In "Tiny Shoulders" social commentator Roxane Gay, author of the bestselling "Bad Feminist," held up one of Mattel's curvier New Body Type dolls introduced in 2016 and said, "I'd like to see an actual fat Barbie." Still, she admits the new dolls are "a step in the right direction." So are the Barbie "Sheroes" line paying tribute to Frida Kahlo, Katherine Johnson, Chloe Kim, Bindi Irwin, Ava DuVernay and Eva Chen. According to Maya Angelou (an Inspirational Barbie herself since 2018) "When you know better, do better." Thirty-nine-year old Greta Gerwig's self-knowingly ironic $145 million dollar PG-rated extravaganza is similarly all-inclusive: Robbie shares the screen with Ryan Gosling, Hari Nef, Dua Lipa, Simu Liu, America Ferrera, Ncuti Gatwa, Issa Rae as President Barbie and a hilarious Kate McKinnon as Weird Barbie, punctuated with Dame Helen Mirren's knowing narration.
Despite Ryan Gosling's showboating performance, this winning motion picture plays with and parodies the fact that Ken was only Barbie's boyfriend, never the boss, the husband or star.
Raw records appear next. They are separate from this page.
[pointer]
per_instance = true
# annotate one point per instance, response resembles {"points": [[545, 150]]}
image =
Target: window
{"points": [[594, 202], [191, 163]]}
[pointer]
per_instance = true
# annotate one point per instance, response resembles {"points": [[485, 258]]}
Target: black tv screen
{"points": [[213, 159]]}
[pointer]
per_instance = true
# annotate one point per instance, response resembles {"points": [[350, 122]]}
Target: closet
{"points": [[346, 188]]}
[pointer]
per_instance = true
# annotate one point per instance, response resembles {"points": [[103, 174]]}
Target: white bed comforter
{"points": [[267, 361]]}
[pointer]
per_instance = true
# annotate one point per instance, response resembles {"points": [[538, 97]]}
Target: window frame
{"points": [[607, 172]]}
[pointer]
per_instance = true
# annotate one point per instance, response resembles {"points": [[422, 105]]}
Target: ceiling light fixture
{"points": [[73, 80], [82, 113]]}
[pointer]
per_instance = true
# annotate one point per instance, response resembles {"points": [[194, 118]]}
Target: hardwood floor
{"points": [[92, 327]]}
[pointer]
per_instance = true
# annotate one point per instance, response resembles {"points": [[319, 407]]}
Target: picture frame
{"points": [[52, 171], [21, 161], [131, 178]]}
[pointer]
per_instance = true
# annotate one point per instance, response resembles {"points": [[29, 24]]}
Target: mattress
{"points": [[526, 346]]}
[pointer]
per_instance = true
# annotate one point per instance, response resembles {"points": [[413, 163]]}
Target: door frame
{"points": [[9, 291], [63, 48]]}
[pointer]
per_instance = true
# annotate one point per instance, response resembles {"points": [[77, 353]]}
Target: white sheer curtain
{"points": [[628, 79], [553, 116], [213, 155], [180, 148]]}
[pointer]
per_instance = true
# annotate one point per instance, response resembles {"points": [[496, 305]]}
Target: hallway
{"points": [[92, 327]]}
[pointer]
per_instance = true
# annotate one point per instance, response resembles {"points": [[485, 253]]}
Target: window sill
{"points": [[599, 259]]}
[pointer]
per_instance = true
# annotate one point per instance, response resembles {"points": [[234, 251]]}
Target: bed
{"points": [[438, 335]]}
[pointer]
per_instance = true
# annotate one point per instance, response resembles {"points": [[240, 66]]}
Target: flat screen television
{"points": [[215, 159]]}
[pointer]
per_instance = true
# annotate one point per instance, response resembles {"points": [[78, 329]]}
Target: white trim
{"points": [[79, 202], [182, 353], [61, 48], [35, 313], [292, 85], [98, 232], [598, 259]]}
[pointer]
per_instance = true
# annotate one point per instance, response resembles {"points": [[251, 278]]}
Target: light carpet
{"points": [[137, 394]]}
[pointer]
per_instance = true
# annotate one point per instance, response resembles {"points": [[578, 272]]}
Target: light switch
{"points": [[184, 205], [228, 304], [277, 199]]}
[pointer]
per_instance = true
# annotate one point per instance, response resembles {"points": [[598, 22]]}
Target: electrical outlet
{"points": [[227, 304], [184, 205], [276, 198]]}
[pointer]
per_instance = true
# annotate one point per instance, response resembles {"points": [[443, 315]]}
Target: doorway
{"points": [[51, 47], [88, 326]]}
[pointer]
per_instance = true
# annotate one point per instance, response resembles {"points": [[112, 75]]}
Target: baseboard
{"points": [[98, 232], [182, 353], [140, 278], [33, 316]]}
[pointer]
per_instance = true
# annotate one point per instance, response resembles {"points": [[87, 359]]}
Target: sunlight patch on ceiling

Ruth Handler made sure Barbie never officially wed or had children. It reminds me of the line my (long-married female) therapist told me in graduate school that I still live by as I celebrate my 27th anniversary: "Love doesn't make you happy. Make yourself happy." Barbie's popularity is undiminished because, unlike most young women, she's the one in the spotlight, the man just an afterthought or sidekick because she sometimes needs a date. This becomes the focus of the rom-com with no rom, which replaces the notion of an amorous happily ever after with self-empowerment, never betraying its tagline: "She's everything. He's just Ken." What better message for little girls — or big ones?